After coordinating Ohio State’s offense to a national championship and then leading Houston to a 13-1 record in 2015, Tom Herman is probably college football’s hottest coaching prospect. His Cougars are the best team in the country outside the power conferences, and they're the favorite to win a second straight American title this year.
A big part of Herman’s success has been recruiting, which he’s so far done better than any Houston coach in history. Another is in-game management, as the Cougars last year won 13 times despite playing at about a 10-win level.
Herman is meticulously detail-oriented, and he’s drawn up a road map that Houston tries to follow to victory every Saturday. He shared some of that in an interview at AAC media days this week with SB Nation’s Steven Godfrey and Bill Connelly.

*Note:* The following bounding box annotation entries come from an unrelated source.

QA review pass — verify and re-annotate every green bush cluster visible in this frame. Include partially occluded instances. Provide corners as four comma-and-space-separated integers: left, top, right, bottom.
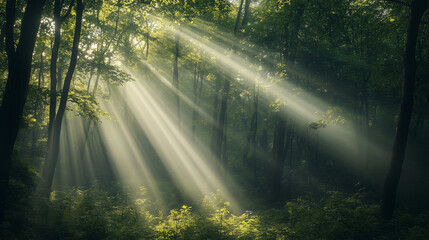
0, 186, 429, 240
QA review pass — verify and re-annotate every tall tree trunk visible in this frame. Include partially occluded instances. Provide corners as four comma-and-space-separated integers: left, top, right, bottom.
191, 62, 201, 141
173, 34, 180, 125
210, 77, 220, 155
234, 0, 244, 35
381, 0, 428, 219
0, 0, 45, 223
270, 111, 286, 201
146, 32, 150, 60
215, 79, 230, 166
241, 0, 251, 26
250, 86, 259, 184
43, 0, 83, 197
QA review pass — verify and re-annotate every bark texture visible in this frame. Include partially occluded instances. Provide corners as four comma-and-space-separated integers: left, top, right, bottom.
381, 0, 428, 219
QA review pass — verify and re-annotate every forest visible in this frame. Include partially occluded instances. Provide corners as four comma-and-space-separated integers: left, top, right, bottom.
0, 0, 429, 240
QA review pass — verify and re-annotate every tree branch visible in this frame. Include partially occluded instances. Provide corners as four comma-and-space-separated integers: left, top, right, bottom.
386, 0, 411, 7
61, 0, 74, 22
5, 0, 16, 62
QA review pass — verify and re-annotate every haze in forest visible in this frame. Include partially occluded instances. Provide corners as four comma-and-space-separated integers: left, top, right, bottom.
0, 0, 429, 239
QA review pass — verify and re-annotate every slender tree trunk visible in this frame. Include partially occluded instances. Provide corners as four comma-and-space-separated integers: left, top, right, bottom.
241, 0, 251, 26
269, 111, 286, 201
234, 0, 244, 35
210, 77, 220, 152
92, 65, 103, 97
43, 0, 83, 197
381, 0, 428, 219
0, 0, 45, 223
173, 34, 180, 125
146, 32, 150, 59
192, 62, 201, 141
215, 79, 230, 166
86, 69, 94, 94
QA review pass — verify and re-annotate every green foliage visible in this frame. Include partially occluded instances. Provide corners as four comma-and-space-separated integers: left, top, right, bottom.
68, 89, 110, 121
287, 192, 381, 239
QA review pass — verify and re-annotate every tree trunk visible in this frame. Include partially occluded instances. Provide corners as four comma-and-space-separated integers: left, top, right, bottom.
43, 0, 83, 197
381, 0, 428, 219
215, 79, 230, 166
210, 79, 220, 155
234, 0, 244, 35
0, 0, 45, 223
241, 0, 251, 26
192, 62, 201, 141
269, 111, 286, 201
173, 34, 180, 125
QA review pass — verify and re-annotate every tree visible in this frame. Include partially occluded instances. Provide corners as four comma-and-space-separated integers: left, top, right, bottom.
43, 0, 84, 196
0, 0, 45, 223
381, 0, 429, 219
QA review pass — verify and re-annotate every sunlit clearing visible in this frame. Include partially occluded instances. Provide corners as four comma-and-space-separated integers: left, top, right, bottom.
158, 19, 388, 178
112, 66, 238, 210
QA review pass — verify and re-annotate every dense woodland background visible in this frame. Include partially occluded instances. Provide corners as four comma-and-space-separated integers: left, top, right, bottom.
0, 0, 429, 239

You can listen in full right here, or below from 17:25:
"We only have four goals on our plan to win," Herman told Godfrey and Connelly, "and none of them have a numeric value to them."
Goal: Play great defense
No one is reinventing the wheel here, but hear Herman out.
"That is everybody on the team," he said. "Offense, your job is to go out, take the ball, protect the football, make two first downs and then we’ll jog out the best punt team in America. We’ll punt it, 44-yard net punt, we’ll jog out the best defense in America, hold ‘em to three-and-out and flip the field and go do it again. You can’t win championships without playing great defense."
He added later, "We play great defense with special teams and offense as much as we do with offense."
Goal: Win the kicking game
"We need to be dominant in the field position battles, basically." Herman said.
This strategy has basically worked. Houston was fifth in the country in average defensive field position last year, with opponents taking the ball at their own 26-yard line. That was despite Houston being 43rd in drive efficiency, only averaging 40 yards per punt and having a relatively average placekicking game.
Goal: Win the turnover battle
Still nothing creative, but the rationale is not hard to grasp.
"If you win the turnover battle, you’re gonna win more than you lose — and quite a bit more than you lose," he said.
Goal: Score touchdowns in the red zone
"We don’t kick field goals," Herman said. "We go for it on fourth down a bunch in the red zone, because the stats will tell you that the chance to get seven is worth the reward of just three, especially when you’ve got a good defense."
Herman’s not just blowing smoke here. His team scored 5.2 points per scoring opportunity last year, 10th-best in the country. That’s defined by Connelly as any drive in which a team gets a first down inside the opponent’s 40-yard line.
Fourth down conversion tries are inherently risky business. But Herman said they work for the Cougars, in large part because his defensive assistants don’t fuss about it.
"You'd be surprised how many staffs I've been on or seen where the head coach will tell the offensive coordinator to go for it on fourth and 4 or from the 11, and they don't get it," Herman said, "and the defensive coordinator's over there cussin' 'em out."
The Cougars have what Herman called an "aligned staff," and if Greg Ward Jr. and the offense give the ball up going for a touchdown, his defensive assistants don’t mind the field position.
More on the Cougars
More on the Cougars
Herman is an analytical thinker, but he doesn’t like every stat.
Godfrey and Connelly asked Herman what stat he looks for on a box score immediately after a game, and which stat he doesn’t.
"First numbers I look at are turnovers," Herman said. "Second numbers I look at are yards. Yards don’t matter. The score is all that matters."
The score worked out in Houston’s favor 13 out of 14 times last year. The turnover margin was second-best nationally, at plus-1.5 per game. (The yardage, which Herman doesn’t care about, worked out to 484-387 per game in his favor, on average.)
Herman’s staff also charts out "explosive plays," which he classifies as passes of 16-plus yards and runs of 12-plus yards. The Cougars’ were the 42nd-most explosive offense in the country last year, according to Connelly’s IsoPPP metric.
Herman’s reasoning here is hard to refute, again.
"We call it the 'double positive' in our program," he said. If you win the turnover battle and the explosive play battle in the same game, you win it 98 percent of the time. Now, can you win it with only winning one and losing one? Sure, but if you lose both of ‘em, you only win 2 percent of the games where that occurrence happens."